I really don't need this
.
S
HE came to him in his dreams with her tiger's eyes and her bronze hair. In his dreams, in his dreams.
He took her in his arms and she fought with all her strength but he was stronger, he did what he wanted with her. What she wanted him to do. In his dreams, in his dreams.
And afterwards she loved him.
A
s usual Barry was awake at dawn. He dressed quietly and left McCoy sleeping.
Barbara had to be forcefully roused. “I'm never up before eleven!”
Barry ripped the covers from her bed. “You're up now. We have to talk.”
As she got out of bed Barry tried not to notice how sheer her nightdress was, or how beautiful she looked without makeup. Her hair all tumbled. He waited while she put on a dressing gown, then explained the arrangement he had made with Philpott.
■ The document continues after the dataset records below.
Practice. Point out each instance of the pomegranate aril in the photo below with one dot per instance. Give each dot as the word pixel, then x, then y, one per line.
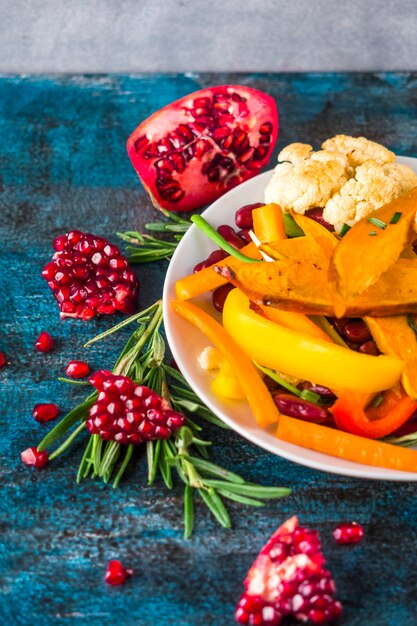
pixel 32 457
pixel 45 412
pixel 230 236
pixel 316 214
pixel 116 573
pixel 357 331
pixel 348 532
pixel 299 408
pixel 369 347
pixel 219 295
pixel 77 369
pixel 44 342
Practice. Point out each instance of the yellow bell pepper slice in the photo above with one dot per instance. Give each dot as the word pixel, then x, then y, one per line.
pixel 303 356
pixel 260 400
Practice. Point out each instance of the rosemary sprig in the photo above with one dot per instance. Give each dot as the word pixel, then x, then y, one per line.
pixel 146 248
pixel 184 456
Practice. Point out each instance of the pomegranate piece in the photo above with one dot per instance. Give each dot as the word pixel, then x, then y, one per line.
pixel 77 369
pixel 45 412
pixel 348 532
pixel 129 413
pixel 288 579
pixel 195 149
pixel 89 276
pixel 116 573
pixel 44 342
pixel 32 457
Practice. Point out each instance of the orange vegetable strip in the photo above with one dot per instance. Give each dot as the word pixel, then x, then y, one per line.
pixel 255 390
pixel 200 282
pixel 268 223
pixel 296 321
pixel 373 422
pixel 345 445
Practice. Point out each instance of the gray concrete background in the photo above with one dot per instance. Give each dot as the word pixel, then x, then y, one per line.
pixel 206 35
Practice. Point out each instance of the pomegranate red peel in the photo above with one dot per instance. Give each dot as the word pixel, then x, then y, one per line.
pixel 195 149
pixel 33 457
pixel 44 342
pixel 116 573
pixel 45 412
pixel 348 532
pixel 288 579
pixel 89 276
pixel 129 413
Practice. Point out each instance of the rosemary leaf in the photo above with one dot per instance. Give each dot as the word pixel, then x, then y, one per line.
pixel 188 511
pixel 241 499
pixel 80 412
pixel 249 489
pixel 128 456
pixel 213 502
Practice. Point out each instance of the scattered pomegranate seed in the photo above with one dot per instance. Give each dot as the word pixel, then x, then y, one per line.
pixel 116 574
pixel 89 276
pixel 288 578
pixel 45 412
pixel 129 413
pixel 44 342
pixel 32 457
pixel 348 532
pixel 77 369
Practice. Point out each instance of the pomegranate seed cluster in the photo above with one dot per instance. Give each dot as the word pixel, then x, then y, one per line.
pixel 288 579
pixel 89 276
pixel 116 573
pixel 129 413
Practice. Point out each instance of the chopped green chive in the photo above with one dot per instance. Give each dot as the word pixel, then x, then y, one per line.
pixel 377 400
pixel 376 222
pixel 310 396
pixel 345 228
pixel 396 217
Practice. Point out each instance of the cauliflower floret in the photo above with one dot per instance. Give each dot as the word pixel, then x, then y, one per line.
pixel 359 149
pixel 373 186
pixel 308 182
pixel 295 152
pixel 404 175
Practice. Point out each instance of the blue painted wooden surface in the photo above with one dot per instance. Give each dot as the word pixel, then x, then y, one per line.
pixel 63 165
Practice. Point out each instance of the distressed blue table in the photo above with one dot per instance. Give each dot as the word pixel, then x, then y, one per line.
pixel 63 165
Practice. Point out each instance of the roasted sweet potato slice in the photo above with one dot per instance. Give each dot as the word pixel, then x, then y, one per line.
pixel 372 246
pixel 322 239
pixel 300 248
pixel 395 337
pixel 301 286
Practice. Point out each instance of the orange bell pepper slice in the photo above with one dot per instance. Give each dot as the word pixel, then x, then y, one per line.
pixel 373 422
pixel 345 445
pixel 260 400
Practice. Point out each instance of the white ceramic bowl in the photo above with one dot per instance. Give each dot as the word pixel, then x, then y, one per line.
pixel 186 342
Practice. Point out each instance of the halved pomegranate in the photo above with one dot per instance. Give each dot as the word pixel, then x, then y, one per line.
pixel 192 151
pixel 288 578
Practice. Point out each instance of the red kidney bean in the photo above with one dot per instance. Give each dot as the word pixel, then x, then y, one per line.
pixel 322 391
pixel 219 296
pixel 230 235
pixel 243 216
pixel 215 257
pixel 297 407
pixel 339 324
pixel 357 331
pixel 316 214
pixel 369 347
pixel 244 234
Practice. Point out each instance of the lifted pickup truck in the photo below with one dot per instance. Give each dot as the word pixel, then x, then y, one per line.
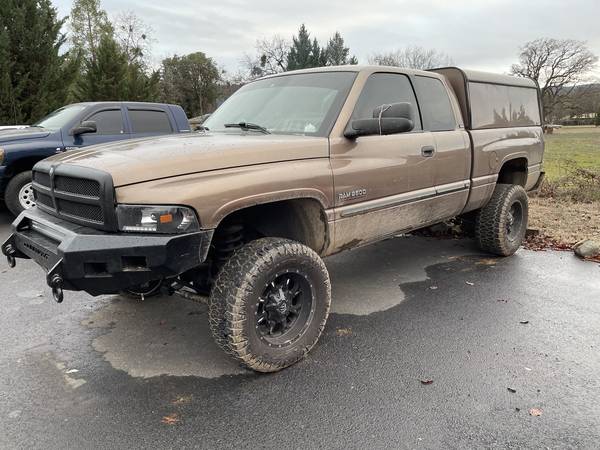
pixel 290 169
pixel 72 127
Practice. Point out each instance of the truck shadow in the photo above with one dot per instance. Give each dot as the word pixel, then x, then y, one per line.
pixel 170 335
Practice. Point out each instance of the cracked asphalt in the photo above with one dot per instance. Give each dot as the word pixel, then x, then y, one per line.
pixel 494 339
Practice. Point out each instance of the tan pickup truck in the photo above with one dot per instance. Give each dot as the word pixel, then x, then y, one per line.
pixel 290 169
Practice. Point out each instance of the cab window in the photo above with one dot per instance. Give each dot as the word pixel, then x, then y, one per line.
pixel 149 121
pixel 435 104
pixel 109 121
pixel 386 88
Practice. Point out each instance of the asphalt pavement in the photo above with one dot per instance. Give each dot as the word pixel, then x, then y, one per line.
pixel 430 344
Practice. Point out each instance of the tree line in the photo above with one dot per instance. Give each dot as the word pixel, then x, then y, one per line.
pixel 47 61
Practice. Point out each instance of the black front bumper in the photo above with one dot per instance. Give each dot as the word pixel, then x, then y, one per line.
pixel 85 259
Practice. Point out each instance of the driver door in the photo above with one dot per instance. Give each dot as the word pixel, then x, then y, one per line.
pixel 110 126
pixel 382 183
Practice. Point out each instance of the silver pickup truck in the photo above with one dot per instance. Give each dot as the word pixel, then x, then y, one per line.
pixel 290 169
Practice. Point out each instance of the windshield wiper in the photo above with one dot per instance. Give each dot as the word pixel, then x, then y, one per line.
pixel 247 126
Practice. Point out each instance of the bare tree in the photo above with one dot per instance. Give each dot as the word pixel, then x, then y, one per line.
pixel 413 58
pixel 558 66
pixel 134 36
pixel 271 57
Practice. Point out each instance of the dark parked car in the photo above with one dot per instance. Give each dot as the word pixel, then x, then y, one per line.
pixel 72 127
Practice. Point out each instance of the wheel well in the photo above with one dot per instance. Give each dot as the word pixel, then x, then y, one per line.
pixel 514 172
pixel 302 220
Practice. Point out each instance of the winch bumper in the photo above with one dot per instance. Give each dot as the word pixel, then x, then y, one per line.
pixel 79 258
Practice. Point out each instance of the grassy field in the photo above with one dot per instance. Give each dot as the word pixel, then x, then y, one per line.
pixel 578 144
pixel 565 218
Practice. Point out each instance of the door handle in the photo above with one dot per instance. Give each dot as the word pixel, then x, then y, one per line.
pixel 428 151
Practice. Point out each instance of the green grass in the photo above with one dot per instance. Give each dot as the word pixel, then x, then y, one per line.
pixel 578 144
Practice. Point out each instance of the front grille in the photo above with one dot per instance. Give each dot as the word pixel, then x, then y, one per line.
pixel 77 194
pixel 93 213
pixel 77 186
pixel 43 199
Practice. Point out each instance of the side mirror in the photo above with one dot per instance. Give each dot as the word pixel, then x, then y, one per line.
pixel 87 126
pixel 387 119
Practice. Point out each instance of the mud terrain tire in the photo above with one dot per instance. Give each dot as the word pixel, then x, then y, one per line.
pixel 501 224
pixel 269 303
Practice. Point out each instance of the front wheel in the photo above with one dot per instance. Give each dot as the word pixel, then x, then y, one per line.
pixel 501 224
pixel 269 303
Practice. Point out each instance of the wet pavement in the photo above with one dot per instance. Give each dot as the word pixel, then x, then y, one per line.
pixel 494 339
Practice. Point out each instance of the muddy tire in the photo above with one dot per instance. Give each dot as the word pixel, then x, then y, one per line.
pixel 269 303
pixel 18 194
pixel 501 224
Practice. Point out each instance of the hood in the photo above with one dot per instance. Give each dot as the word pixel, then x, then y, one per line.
pixel 10 136
pixel 149 159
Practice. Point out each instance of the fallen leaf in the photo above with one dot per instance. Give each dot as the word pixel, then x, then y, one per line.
pixel 182 399
pixel 343 332
pixel 536 412
pixel 171 419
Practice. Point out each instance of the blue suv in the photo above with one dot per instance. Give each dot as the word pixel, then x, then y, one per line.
pixel 72 127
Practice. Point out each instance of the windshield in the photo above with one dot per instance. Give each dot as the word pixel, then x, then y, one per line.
pixel 305 104
pixel 60 117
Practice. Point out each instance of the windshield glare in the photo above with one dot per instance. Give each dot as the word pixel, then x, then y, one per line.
pixel 305 104
pixel 60 117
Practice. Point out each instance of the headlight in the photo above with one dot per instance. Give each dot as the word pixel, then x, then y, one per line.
pixel 157 219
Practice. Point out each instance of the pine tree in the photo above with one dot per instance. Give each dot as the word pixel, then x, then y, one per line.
pixel 336 53
pixel 35 72
pixel 190 81
pixel 105 75
pixel 303 53
pixel 89 24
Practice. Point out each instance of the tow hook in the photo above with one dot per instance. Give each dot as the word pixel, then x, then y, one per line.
pixel 9 251
pixel 56 285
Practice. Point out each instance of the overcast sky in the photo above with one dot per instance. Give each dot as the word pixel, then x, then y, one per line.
pixel 477 34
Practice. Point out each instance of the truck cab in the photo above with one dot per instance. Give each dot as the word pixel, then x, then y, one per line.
pixel 72 127
pixel 290 169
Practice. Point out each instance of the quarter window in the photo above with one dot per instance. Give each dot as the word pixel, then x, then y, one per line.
pixel 386 88
pixel 435 104
pixel 109 121
pixel 149 121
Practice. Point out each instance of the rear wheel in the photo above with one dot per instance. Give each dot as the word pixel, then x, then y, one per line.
pixel 18 195
pixel 269 303
pixel 501 224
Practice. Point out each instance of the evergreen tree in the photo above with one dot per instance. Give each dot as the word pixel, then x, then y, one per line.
pixel 303 53
pixel 190 81
pixel 89 24
pixel 336 53
pixel 35 74
pixel 105 75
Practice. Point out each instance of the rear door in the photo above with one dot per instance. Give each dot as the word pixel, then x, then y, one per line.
pixel 149 121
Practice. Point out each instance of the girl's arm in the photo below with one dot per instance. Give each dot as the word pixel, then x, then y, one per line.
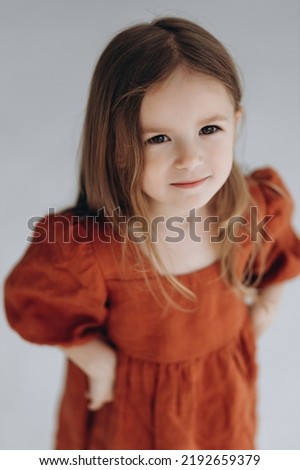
pixel 264 310
pixel 98 361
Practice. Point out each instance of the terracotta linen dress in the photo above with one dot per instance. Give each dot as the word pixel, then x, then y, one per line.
pixel 185 380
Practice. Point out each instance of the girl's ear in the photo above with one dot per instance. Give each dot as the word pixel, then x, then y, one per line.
pixel 239 114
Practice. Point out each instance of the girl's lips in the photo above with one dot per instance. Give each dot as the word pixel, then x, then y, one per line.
pixel 190 184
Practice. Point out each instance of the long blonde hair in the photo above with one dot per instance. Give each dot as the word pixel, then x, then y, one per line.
pixel 112 149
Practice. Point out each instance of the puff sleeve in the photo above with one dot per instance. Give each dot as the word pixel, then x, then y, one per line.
pixel 56 294
pixel 279 255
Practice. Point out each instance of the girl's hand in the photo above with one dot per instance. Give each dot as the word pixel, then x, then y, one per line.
pixel 98 361
pixel 101 385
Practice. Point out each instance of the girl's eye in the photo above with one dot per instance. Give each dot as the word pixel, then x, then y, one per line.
pixel 209 130
pixel 157 139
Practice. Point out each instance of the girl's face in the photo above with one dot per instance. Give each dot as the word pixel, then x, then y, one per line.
pixel 188 125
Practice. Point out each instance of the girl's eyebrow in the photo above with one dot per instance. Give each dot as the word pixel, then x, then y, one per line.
pixel 157 129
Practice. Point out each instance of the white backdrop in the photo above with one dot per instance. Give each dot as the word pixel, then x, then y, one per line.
pixel 48 52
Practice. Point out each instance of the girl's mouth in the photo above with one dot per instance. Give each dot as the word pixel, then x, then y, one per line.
pixel 189 184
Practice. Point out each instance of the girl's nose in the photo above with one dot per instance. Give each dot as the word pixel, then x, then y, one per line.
pixel 188 158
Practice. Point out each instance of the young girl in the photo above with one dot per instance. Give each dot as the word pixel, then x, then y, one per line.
pixel 144 283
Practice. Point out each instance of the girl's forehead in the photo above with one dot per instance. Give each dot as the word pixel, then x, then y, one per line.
pixel 186 92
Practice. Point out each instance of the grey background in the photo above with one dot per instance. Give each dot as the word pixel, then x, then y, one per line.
pixel 48 52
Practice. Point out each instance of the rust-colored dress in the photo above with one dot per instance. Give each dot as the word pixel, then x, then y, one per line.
pixel 185 380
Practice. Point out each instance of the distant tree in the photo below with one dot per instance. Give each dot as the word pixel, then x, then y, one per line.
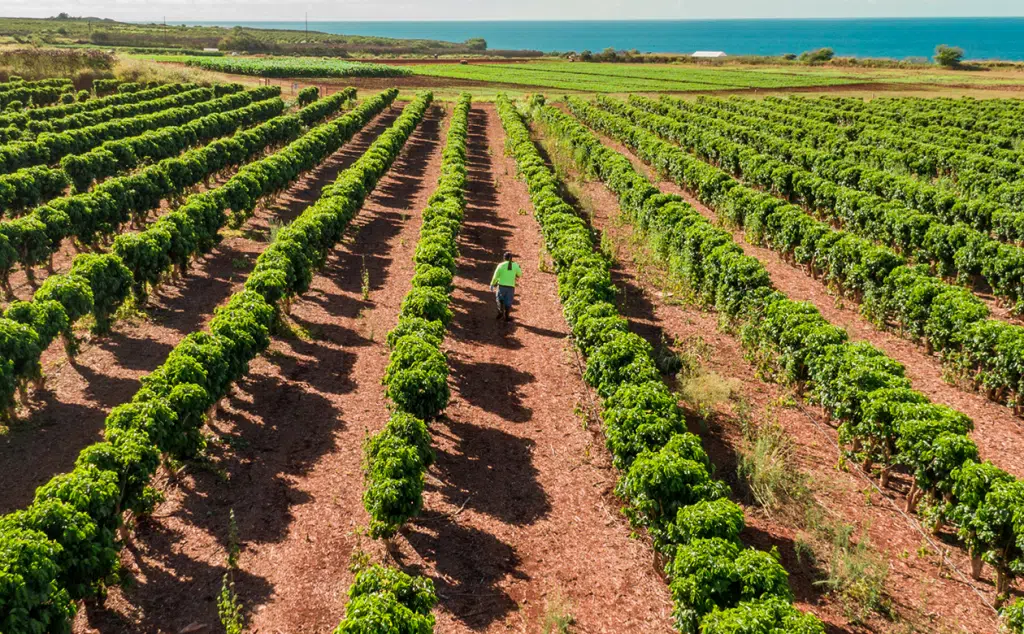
pixel 819 55
pixel 949 56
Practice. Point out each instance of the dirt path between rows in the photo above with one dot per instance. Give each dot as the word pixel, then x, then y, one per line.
pixel 920 589
pixel 292 433
pixel 70 413
pixel 998 433
pixel 519 512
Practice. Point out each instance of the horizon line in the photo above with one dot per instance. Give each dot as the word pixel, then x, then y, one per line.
pixel 599 19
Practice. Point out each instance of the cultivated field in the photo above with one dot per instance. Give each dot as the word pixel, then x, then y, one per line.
pixel 764 374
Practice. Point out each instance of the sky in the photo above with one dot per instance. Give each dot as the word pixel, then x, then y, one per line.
pixel 196 10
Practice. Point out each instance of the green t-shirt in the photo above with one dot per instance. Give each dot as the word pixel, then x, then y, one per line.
pixel 505 277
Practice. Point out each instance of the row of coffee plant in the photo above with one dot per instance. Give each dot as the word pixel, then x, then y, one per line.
pixel 175 110
pixel 891 114
pixel 58 118
pixel 130 104
pixel 397 457
pixel 717 584
pixel 984 352
pixel 882 419
pixel 963 170
pixel 65 546
pixel 983 193
pixel 31 185
pixel 819 181
pixel 384 600
pixel 34 93
pixel 98 285
pixel 33 239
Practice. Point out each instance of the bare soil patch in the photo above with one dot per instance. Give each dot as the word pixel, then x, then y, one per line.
pixel 69 414
pixel 923 590
pixel 519 506
pixel 290 436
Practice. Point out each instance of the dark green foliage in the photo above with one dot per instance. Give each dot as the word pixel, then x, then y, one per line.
pixel 386 601
pixel 417 372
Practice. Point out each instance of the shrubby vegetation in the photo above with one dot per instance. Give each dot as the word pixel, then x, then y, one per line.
pixel 98 285
pixel 667 479
pixel 383 600
pixel 882 420
pixel 295 67
pixel 64 547
pixel 397 457
pixel 944 317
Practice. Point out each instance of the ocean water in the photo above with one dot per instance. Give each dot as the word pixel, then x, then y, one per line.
pixel 981 38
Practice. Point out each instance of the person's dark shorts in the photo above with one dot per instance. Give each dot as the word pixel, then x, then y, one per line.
pixel 505 294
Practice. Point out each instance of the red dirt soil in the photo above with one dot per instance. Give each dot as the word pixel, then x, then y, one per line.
pixel 69 414
pixel 518 506
pixel 924 593
pixel 289 418
pixel 998 433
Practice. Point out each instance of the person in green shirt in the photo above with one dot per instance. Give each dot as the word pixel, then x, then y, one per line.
pixel 504 281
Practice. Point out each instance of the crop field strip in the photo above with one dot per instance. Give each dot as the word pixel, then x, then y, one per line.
pixel 97 214
pixel 846 162
pixel 597 78
pixel 280 410
pixel 957 184
pixel 172 145
pixel 107 371
pixel 882 420
pixel 100 284
pixel 417 375
pixel 507 483
pixel 15 125
pixel 687 513
pixel 945 318
pixel 29 186
pixel 659 307
pixel 287 67
pixel 49 569
pixel 49 148
pixel 720 77
pixel 42 92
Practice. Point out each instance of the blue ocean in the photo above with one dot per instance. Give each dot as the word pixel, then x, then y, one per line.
pixel 981 38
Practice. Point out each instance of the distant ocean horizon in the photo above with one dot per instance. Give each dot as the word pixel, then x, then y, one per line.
pixel 981 38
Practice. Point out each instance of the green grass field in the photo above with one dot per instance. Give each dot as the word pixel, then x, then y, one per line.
pixel 635 78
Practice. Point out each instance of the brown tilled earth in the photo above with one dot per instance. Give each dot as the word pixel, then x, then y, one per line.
pixel 924 587
pixel 70 413
pixel 519 514
pixel 518 508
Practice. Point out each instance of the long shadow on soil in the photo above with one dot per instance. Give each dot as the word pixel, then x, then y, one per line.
pixel 273 429
pixel 634 304
pixel 488 470
pixel 183 305
pixel 228 265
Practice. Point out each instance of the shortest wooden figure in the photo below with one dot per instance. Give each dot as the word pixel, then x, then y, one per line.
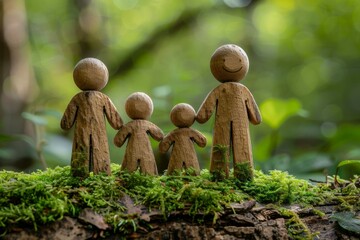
pixel 86 111
pixel 139 154
pixel 183 155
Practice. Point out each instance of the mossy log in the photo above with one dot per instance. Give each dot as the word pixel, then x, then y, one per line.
pixel 198 209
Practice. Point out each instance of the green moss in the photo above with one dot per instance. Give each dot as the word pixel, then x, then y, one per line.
pixel 47 196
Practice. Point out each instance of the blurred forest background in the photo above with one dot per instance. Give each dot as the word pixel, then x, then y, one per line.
pixel 304 73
“Absolutely not!” Barbara actually stamped her foot.
I never saw anyone do that before
. “Under no circumstances! I'm not anyone's housemaid, Barry Halloran, and I'm insulted you would even suggest it.”
“It would only be temporary, Barbara.”
“How can you be sure?”
“Because everything's temporary. Mr. Philpott could die. Or so could you, for that matter.”
The hazel eyes widened in horror. “I'm not going to die!”
“That,” said Barry dryly, “would make you unique in human history. What I meant was, the job is just until you return to America.”
“You don't seem to understand. I'm not going to the States because I like it better over here. If you try to send me home I'll just come back again.”
“You don't seem to understand. I'm not going to send you home because you're not my responsibility. But if you stay here, what will you do for money? Have you really none at all?”
“Not a bean.” She sounded unconcerned.
“What about your trust fund?”
“I can't touch the principal at all, but I draw the interest on it in June and December. That means I'll be stony broke for the next four months.” She looked at Barry expectantly.